A Fragile Number Sense: Probing the Elemental Limits of Numerical Reasoning in LLMs
Roussel Rahman, Aashwin Ananda Mishra
Published: 2025/9/8
Abstract
Large Language Models (LLMs) have demonstrated remarkable emergent capabilities, yet the robustness of their numerical reasoning remains an open question. While standard benchmarks evaluate LLM reasoning on complex problem sets using aggregated metrics, they often obscure foundational weaknesses. In this work, we probe LLM mathematical numeracy by evaluating performance on problems of escalating complexity, from constituent operations to combinatorial puzzles. We test several state-of-the-art LLM-based agents on a 100-problem challenge comprising four categories: (1) basic arithmetic, (2) advanced operations, (3) primality checking, and (4) the Game of 24 number puzzle.

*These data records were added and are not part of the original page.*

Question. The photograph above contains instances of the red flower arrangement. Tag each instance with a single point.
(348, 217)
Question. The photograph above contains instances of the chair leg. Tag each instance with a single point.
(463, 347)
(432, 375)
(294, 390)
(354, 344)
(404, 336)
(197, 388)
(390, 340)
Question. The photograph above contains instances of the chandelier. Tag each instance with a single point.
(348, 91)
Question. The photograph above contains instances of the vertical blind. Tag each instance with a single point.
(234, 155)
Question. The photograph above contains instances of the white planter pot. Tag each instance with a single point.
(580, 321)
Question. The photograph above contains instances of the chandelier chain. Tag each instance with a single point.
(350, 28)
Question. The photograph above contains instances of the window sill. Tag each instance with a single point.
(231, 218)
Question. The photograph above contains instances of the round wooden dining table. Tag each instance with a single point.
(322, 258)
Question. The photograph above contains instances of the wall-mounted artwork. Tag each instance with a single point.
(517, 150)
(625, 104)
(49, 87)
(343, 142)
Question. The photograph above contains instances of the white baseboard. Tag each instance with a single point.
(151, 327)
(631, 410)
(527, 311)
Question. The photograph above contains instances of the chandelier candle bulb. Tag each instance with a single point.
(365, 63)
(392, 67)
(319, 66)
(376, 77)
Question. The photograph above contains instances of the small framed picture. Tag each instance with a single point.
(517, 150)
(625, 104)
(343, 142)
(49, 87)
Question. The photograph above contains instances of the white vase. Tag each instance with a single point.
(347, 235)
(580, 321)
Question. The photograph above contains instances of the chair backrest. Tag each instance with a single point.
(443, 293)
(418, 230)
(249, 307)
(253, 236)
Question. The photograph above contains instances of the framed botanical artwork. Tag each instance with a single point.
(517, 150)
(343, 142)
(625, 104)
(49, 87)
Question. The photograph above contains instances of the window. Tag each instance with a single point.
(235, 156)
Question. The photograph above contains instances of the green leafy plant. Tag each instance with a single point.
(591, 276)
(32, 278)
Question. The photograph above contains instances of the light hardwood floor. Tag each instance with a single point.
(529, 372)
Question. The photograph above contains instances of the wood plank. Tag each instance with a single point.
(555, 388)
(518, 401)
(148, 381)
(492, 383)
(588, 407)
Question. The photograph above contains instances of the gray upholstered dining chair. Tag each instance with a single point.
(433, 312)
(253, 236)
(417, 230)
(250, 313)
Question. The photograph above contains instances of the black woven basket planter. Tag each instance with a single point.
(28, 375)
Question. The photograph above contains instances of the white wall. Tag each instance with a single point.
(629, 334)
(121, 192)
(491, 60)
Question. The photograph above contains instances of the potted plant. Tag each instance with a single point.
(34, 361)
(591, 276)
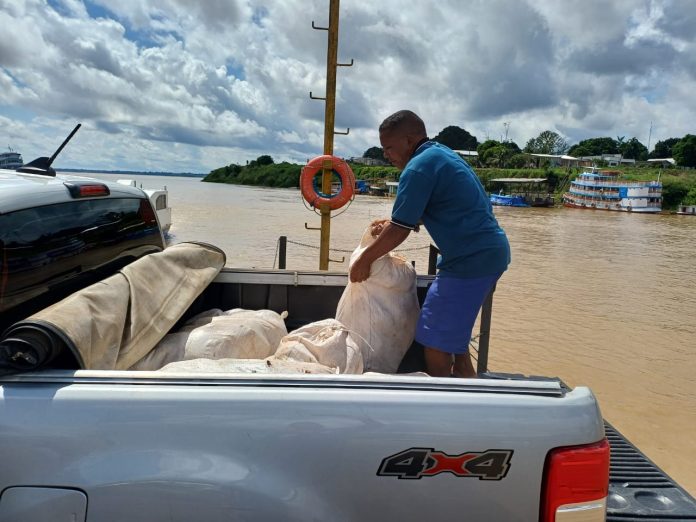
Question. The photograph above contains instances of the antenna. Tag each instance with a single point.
(42, 165)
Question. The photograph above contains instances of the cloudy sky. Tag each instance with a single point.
(191, 85)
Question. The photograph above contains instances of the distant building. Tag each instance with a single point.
(612, 160)
(558, 160)
(370, 162)
(664, 162)
(466, 154)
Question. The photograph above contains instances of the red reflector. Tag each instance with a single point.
(86, 190)
(93, 190)
(574, 474)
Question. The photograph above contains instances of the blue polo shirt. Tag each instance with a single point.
(438, 188)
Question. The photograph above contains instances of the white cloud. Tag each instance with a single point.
(182, 85)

Our results show that while the agents achieved high accuracy on the first three categories, which require deterministic algorithmic execution, they consistently failed at the number puzzle, underlining its demand for a heuristic search over a large combinatorial space to be a significant bottleneck. These findings reveal that the agents' proficiency is largely confined to recalling and executing known algorithms, rather than performing generative problem-solving. This suggests their apparent numerical reasoning is more akin to sophisticated pattern-matching than flexible, analytical thought, limiting their potential for tasks that require novel or creative numerical insights.